New York City in brief

Top five stories in the five boroughs today

Trump and Israel Launch Iran Regime-Change Strikes, Citing Missiles, Stirring Familiar Doubts

The United States and Israel launched strikes aimed at regime change in Iran, killing an undisclosed number of officials and civilians, prompting Tehran to retaliate against American allies and a naval base in Bahrain.
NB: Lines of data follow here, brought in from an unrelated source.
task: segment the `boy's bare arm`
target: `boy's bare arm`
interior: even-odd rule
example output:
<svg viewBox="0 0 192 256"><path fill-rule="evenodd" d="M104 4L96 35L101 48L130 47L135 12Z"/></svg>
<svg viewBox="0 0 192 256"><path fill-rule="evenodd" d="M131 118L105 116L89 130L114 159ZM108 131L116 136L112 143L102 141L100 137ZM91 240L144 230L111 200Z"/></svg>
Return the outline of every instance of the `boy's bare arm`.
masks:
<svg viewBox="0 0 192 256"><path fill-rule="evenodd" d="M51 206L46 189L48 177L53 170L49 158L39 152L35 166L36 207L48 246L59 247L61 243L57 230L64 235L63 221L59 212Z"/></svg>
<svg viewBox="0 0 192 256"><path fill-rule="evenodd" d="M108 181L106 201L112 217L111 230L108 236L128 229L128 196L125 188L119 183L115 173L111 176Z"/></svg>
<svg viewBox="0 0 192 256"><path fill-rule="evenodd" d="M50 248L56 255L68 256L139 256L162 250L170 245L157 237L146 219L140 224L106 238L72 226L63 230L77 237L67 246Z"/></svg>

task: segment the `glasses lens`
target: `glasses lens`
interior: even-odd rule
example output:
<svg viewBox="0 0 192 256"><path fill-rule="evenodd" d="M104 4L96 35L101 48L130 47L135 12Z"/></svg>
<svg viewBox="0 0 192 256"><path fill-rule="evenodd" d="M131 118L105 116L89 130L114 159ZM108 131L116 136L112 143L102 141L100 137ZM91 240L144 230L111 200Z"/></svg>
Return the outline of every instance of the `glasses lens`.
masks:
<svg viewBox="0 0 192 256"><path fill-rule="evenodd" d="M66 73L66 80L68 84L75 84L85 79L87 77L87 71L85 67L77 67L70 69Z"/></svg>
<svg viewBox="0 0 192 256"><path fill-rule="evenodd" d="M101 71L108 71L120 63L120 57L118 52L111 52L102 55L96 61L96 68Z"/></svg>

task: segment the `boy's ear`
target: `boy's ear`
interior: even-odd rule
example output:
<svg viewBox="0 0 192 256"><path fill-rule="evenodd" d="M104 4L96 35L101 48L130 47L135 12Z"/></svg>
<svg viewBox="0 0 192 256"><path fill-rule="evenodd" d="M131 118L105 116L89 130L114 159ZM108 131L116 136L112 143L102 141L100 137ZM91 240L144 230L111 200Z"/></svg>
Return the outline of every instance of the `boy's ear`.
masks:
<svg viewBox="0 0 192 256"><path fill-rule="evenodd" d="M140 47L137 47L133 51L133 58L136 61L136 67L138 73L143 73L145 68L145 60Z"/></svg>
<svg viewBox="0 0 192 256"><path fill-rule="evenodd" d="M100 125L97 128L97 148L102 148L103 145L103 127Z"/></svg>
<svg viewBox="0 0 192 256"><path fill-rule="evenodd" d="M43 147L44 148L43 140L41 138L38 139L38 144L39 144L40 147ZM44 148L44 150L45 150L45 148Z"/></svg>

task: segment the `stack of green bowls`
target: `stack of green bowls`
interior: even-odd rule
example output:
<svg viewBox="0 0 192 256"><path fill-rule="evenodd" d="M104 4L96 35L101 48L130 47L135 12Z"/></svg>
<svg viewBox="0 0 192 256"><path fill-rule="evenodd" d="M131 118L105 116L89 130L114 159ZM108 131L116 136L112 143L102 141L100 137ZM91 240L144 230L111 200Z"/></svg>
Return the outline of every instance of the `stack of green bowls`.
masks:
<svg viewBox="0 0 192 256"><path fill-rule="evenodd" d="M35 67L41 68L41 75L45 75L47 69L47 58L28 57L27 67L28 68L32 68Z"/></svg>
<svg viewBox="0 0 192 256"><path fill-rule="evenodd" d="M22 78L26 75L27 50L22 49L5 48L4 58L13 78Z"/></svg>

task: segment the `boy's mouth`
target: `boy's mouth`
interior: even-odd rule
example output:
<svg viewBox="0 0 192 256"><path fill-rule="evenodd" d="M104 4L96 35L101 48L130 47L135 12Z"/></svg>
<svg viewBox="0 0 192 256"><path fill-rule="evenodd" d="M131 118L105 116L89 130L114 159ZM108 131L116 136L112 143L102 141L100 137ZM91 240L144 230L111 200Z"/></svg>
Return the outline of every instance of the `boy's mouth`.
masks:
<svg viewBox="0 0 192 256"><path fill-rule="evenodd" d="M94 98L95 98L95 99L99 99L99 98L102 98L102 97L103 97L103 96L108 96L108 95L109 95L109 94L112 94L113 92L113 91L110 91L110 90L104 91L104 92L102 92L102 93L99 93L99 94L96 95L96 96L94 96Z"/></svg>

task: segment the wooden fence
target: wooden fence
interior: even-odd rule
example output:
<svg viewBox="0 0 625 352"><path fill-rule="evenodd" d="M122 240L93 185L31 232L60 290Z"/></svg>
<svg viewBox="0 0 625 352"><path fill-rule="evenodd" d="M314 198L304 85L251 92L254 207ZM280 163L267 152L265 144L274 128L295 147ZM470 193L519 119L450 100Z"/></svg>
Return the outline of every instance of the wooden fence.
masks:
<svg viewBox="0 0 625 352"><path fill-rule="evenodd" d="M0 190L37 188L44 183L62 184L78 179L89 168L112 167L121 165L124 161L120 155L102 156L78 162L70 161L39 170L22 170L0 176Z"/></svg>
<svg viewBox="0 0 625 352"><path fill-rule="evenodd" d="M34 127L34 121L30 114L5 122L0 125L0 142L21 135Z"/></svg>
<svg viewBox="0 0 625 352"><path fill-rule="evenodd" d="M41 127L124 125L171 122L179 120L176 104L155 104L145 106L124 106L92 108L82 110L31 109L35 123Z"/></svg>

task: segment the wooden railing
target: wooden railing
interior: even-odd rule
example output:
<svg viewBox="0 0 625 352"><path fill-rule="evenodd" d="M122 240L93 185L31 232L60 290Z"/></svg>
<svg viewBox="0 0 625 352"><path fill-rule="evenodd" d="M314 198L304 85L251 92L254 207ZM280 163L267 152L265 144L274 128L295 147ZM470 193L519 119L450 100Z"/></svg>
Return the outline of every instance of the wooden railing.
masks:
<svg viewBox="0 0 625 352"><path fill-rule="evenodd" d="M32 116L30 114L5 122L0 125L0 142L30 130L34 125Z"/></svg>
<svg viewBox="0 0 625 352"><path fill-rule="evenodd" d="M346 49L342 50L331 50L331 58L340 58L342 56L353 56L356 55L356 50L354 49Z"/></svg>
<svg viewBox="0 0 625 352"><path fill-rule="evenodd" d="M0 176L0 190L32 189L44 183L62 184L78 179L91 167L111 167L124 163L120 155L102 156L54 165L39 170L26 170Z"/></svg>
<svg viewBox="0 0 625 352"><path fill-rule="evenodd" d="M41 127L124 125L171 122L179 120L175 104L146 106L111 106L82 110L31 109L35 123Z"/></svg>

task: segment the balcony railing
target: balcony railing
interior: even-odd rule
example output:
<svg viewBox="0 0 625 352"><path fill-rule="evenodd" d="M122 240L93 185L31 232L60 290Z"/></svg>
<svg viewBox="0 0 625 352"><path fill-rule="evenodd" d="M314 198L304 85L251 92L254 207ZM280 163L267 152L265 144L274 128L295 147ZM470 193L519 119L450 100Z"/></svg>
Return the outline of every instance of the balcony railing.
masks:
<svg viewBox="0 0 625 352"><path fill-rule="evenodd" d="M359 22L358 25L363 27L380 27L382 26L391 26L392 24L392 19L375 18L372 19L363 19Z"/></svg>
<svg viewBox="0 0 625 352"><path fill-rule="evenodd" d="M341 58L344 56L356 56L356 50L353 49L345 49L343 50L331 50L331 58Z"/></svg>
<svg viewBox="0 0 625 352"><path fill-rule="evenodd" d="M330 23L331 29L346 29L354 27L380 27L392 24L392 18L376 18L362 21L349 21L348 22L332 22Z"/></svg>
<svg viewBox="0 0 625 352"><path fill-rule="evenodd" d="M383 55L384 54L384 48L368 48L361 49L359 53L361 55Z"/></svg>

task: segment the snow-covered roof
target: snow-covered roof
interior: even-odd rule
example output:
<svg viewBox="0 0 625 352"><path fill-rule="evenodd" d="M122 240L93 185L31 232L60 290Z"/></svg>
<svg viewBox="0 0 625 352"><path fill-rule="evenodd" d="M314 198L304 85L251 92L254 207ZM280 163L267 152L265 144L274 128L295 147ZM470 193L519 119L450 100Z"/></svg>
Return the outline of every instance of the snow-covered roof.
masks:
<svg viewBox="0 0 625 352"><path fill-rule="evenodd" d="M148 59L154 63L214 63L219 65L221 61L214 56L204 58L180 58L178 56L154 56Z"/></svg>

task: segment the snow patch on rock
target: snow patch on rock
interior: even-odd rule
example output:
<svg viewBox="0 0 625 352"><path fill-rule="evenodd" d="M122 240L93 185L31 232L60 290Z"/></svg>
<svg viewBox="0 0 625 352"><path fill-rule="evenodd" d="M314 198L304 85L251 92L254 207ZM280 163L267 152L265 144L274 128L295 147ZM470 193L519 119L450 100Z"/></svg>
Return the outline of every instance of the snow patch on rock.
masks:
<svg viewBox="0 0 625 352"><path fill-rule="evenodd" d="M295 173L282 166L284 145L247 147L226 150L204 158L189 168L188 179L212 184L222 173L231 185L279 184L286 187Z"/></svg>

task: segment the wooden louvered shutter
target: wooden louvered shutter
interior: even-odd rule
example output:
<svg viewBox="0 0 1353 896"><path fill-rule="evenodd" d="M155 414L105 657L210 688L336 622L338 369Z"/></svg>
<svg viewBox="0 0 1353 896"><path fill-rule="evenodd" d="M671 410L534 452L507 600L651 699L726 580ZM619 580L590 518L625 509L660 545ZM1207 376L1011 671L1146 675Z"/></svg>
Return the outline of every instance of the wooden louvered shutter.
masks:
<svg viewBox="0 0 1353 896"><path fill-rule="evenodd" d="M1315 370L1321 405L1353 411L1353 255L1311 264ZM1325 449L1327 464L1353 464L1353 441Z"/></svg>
Despite earlier claims by Donald Trump’s administration to have dismantled Iran’s nuclear capacity, those assertions proved dubious, yet they now serve as fresh justification—suggesting, yet again, that the Middle East never did receive the memo about lasting peace.

Donald Trump claims Ali Khamenei, Iran’s supreme leader since 1989, perished in a joint US-Israeli strike, and called on Iranians to seize the moment—though coups rarely stick to script. Khamenei, a cleric-turned-iron-willed autocrat, steered the Islamic Republic through crackdowns, proxy conflicts, and nuclear brinkmanship. With the Revolutionary Guard entrenched and regional proxies bristling, handing over “greatness” to the people may prove easier tweeted than done.

Mere months after its last burial, Sunnyside Yard’s ambitious affordable housing proposal has Mayor Zohran Mamdani lobbying President Trump for over $21 billion in federal funds; the Republican’s apparent openness thrills New York builders desperate for 12,000 subsidised homes and 30,000 jobs atop Queens’s rails. Yet since both Amtrak and skeptical local politicians hold powerful levers, we expect far more talk before anyone picks up a shovel.

Donald Trump stunned both allies and adversaries by declaring an all-out war on Iran—Operation Epic Fury—in a midnight video, calling on Iranians to overthrow Ayatollah Khamenei and dangling American muscle as inducement. Coordinated with Israel’s Benjamin Netanyahu and already spreading to seven regional countries, the strikes have killed top leaders and ignited debate about legality—while Americans, distracted by household budgets, eye Nobel aspirations with studied scepticism.

Starting March 7th, the Social Security Administration plans to implement three operational tweaks aimed at improving payments for America’s 67 million recipients—though, predictably, not everyone will call the results an upgrade. With increased automation, enhanced fraud detection, and slight adjustments to disbursement schedules, we wonder if recipients will notice anything beyond a slightly different arrival date—and perhaps a new affection for bureaucratic precision.